The ad started off by linking Whalen to President Bush on Social Security reform, stating that Whalen supported privatizing Social Security -- a move that, the ad claimed, would reduce benefits and increase the debt. Maybe, maybe not, but let's assume that the ad is correct. The ad then went on to attack Whalen by stating that he also suggested maybe we need to raise the Social Security tax.
So . . . according to the ad, Whalen is a bad guy because (1) he would reduce Social Security benefits; or (2) he would increase Social Security taxes.
But unless you think that there is no problem with the Social Security trust fund, don't you have to sign on to one or the other (or both) solutions?!? The fact is we can't afford indefinitely paying out the benefits that we've promised while maintaining the same tax rate that we have. I can understand the point of view that cutting benefits is bad because it would probably hurt the poor the most. I can understand the point of view that raising taxes is bad because it depresses investment and economic activity. But you can't put your head in the sand and do nothing.
As I say, I know nothing about Whalen's position apart from what the attack ad told me. He could be a buffoon for all I know. But this particular attack was pretty irresponsible pandering.
How many people who watched last night's episode of "Survivor," where there were four tribes divided strictly by race, managed to avoid cheering for the team that was made up of their own racial group? I'm curious whether CBS's brilliant, if manipulative, ploy boosted the show's ratings into the stratosphere?
If you haven't already noticed, I've co-founded a new blog, National Security Advisors, with my fellow national security law scholars Bobby Chesney and Steve Vladeck. I'll continue to blog here, mostly general law, law teaching, and pop culture matters, though I may cross-post some con law/national security law posts here as well as there.

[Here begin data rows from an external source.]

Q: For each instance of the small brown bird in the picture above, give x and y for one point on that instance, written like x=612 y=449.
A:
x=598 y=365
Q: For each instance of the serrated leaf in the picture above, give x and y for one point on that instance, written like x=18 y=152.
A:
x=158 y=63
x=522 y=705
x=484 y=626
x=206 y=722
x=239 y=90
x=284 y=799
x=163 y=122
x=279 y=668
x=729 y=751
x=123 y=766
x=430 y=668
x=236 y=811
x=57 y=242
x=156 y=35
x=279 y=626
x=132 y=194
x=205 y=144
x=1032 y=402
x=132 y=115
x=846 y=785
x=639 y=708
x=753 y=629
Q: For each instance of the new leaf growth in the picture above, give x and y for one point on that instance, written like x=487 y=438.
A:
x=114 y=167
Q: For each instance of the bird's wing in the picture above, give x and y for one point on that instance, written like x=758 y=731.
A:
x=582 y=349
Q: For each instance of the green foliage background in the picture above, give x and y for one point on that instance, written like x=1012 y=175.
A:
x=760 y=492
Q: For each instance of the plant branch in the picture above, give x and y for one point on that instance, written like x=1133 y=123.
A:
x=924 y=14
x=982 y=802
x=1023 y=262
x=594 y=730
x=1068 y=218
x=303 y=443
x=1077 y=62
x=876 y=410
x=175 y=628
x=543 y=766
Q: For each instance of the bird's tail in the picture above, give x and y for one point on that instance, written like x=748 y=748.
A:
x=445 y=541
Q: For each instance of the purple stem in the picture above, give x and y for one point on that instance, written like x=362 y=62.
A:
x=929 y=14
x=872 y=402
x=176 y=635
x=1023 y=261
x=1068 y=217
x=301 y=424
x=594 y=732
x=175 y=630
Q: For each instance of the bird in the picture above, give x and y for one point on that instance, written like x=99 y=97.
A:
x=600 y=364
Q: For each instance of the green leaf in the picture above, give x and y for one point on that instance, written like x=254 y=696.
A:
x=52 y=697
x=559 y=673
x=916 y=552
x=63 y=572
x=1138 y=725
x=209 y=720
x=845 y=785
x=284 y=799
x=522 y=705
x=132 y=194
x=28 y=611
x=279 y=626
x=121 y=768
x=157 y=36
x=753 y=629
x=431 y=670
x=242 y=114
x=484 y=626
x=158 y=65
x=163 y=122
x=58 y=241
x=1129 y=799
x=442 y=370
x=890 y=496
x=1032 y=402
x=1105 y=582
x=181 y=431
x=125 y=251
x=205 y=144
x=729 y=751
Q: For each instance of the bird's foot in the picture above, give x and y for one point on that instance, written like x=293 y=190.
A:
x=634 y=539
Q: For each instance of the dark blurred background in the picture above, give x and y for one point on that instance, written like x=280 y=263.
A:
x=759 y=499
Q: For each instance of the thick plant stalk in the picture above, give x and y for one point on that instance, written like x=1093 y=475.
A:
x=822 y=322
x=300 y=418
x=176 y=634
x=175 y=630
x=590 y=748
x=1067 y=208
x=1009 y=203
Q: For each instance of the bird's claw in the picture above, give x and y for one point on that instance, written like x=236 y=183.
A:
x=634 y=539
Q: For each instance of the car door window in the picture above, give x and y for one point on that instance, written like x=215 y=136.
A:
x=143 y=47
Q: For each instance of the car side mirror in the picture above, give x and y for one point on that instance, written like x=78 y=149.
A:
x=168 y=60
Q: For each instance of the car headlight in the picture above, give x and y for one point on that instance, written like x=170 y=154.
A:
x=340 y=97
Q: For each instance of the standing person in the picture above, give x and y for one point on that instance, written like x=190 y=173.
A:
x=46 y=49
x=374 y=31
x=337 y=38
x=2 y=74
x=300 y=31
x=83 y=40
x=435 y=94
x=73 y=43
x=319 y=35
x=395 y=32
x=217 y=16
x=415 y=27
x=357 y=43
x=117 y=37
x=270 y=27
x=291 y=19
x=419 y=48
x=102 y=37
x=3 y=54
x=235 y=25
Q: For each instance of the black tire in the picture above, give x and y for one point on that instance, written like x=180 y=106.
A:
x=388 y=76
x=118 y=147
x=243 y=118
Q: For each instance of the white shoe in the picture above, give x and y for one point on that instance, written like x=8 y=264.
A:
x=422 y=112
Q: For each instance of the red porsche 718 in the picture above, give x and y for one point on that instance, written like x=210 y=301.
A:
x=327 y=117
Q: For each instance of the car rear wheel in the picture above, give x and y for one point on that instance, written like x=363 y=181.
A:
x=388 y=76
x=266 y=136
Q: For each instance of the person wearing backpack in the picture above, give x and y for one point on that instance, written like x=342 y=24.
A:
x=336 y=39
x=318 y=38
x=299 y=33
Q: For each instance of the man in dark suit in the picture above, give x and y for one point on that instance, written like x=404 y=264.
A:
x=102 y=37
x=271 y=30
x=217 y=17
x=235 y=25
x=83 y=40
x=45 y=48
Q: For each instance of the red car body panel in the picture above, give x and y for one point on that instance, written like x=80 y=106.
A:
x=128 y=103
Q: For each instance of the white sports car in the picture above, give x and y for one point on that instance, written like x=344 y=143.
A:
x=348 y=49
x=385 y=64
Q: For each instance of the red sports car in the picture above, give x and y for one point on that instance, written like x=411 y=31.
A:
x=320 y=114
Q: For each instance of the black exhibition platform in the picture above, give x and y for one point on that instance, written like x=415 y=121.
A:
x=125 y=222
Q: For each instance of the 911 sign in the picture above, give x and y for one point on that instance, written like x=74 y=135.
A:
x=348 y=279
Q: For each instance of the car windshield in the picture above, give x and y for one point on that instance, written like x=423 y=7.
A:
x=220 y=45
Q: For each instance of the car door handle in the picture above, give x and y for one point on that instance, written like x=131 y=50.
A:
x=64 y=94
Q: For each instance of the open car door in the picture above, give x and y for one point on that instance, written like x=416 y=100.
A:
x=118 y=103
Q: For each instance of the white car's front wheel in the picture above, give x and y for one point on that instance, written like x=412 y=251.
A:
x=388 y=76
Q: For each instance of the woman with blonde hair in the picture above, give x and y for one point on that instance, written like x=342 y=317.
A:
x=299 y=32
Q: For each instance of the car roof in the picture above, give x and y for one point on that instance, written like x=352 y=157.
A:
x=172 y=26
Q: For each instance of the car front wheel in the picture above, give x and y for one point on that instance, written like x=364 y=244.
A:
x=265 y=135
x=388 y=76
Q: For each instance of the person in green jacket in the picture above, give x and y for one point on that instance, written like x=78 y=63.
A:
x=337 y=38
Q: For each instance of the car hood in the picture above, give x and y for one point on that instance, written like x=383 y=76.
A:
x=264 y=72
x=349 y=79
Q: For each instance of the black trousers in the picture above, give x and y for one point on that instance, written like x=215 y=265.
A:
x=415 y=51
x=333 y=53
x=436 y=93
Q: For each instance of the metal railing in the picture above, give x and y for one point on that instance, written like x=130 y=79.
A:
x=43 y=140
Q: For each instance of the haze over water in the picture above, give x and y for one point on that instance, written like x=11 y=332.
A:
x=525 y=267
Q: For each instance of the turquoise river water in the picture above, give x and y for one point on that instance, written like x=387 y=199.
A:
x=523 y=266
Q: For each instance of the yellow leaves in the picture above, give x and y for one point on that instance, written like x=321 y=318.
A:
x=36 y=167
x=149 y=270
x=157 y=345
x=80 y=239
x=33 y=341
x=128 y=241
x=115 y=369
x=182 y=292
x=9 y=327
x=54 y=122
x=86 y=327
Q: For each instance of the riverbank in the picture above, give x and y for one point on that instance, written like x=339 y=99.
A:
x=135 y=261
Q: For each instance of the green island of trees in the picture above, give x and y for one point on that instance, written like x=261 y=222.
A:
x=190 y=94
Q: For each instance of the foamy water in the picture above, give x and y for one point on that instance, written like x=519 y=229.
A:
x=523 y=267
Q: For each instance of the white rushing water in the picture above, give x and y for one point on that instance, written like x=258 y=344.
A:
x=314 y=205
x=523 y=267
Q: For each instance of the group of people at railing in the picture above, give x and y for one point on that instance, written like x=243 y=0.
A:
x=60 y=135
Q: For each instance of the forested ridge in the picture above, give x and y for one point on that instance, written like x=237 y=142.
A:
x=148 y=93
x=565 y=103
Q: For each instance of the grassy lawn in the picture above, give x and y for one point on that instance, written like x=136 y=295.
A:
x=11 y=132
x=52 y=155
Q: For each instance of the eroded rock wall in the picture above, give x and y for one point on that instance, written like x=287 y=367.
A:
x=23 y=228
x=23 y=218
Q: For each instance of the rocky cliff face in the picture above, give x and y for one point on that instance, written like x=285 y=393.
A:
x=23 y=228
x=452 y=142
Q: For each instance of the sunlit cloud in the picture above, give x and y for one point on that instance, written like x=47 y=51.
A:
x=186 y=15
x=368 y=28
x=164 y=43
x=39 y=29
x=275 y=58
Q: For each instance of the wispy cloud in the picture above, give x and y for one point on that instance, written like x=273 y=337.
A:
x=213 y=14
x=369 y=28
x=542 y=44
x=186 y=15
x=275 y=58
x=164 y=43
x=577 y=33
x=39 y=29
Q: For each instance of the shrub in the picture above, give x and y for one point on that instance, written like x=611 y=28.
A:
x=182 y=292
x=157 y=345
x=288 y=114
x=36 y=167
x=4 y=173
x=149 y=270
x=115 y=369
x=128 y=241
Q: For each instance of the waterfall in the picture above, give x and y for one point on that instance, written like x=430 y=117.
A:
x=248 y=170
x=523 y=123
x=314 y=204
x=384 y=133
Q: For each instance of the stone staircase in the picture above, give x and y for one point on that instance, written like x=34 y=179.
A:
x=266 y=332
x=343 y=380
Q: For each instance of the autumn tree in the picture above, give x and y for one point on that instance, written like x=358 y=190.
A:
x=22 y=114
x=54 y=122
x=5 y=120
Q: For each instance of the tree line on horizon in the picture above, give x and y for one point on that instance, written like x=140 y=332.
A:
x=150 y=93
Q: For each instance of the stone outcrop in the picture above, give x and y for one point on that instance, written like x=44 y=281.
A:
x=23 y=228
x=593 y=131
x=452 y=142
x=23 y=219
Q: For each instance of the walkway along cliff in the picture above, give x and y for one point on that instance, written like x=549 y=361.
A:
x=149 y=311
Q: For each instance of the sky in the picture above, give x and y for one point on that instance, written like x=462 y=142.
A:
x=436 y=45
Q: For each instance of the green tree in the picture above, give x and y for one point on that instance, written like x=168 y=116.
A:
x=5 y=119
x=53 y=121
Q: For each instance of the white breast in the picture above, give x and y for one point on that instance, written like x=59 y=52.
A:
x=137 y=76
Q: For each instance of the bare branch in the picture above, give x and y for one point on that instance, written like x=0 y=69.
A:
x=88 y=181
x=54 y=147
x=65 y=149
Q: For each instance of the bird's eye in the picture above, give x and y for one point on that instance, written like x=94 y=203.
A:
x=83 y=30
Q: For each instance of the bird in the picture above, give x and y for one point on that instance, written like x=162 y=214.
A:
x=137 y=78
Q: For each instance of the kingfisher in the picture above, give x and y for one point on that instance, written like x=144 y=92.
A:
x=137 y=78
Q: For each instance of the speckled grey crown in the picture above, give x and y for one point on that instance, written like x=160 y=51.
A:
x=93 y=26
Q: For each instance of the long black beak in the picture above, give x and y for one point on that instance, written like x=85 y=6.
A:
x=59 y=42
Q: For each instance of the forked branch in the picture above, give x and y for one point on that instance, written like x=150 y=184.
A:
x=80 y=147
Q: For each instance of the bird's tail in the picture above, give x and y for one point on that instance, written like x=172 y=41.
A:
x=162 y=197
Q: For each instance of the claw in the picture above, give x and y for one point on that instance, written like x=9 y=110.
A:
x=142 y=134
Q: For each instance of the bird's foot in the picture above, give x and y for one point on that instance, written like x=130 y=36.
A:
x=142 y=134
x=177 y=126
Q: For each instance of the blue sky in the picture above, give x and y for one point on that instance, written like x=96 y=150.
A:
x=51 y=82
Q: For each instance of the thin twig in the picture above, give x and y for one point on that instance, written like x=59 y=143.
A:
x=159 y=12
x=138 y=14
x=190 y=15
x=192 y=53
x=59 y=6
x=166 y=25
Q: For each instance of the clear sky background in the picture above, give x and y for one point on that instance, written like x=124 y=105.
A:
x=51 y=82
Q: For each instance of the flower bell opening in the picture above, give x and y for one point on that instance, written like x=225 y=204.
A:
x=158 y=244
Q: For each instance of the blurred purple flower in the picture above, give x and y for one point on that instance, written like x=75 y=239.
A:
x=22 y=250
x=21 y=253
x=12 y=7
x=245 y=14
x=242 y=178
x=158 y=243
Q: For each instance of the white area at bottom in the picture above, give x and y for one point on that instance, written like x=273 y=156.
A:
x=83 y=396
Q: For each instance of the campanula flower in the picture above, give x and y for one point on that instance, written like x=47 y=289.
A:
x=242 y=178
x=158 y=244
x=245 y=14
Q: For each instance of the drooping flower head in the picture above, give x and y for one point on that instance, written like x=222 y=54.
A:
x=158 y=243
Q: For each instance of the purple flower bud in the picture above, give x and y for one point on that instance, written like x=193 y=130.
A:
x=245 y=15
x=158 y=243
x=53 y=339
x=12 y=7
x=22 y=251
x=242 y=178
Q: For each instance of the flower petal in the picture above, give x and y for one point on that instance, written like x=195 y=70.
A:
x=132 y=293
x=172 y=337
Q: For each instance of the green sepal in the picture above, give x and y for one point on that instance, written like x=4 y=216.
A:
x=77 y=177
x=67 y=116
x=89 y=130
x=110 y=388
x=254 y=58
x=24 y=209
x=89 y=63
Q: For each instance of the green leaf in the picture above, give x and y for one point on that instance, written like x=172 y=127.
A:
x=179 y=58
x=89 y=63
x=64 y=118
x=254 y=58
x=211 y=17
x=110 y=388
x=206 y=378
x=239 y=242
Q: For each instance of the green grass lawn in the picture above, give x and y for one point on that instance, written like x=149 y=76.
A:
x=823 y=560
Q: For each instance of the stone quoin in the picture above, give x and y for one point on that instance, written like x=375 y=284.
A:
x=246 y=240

I just started watching "Project Runway" in the last week, but fortunately Bravo airs about 10 episodes a day, so I've been able to catch up on season 3 pretty quickly. I love this show! It's basically what "The Apprentice" should be but fails all too often at. It doesn't have cheesy wannabe actors/actresses and it's got creative and interesting challenges . . . like the time the clothing designer competitors had to design clothes for the "average woman." The models for that challenge turned out to be the moms or sisters of the competitors!
Host Heidi Klum does scare me a bit, though. She reminds me of the "fembots" from "The Six Million Dollar Man" and "The Bionic Woman" TV serieses.
So I'm really enjoying season 2 of "Prison Break" to this point, but it seems to me that my suspension of disbelief has been taxed even more than usual. Specifically, T-Bag, having had his hand cut off at the end of season 1, packs his severed hand in ice stolen from campers and then staggers into a vet doctor's clinic and forces the vet to *reattach his hand* . . . without anasthetic!!!
Um, okay. I have a hard time seeing how a vet doctor would have the right instruments for the kind of microsurgery it would take to reattach a hand. All those little blood vessels have to be sewn back. And wouldn't the bones need lots of pins to hold in place? And it didn't look like a sterile place, either.
Hmm, maybe T-Bag will be struck by the flesh-eating staph bug. That would be cool.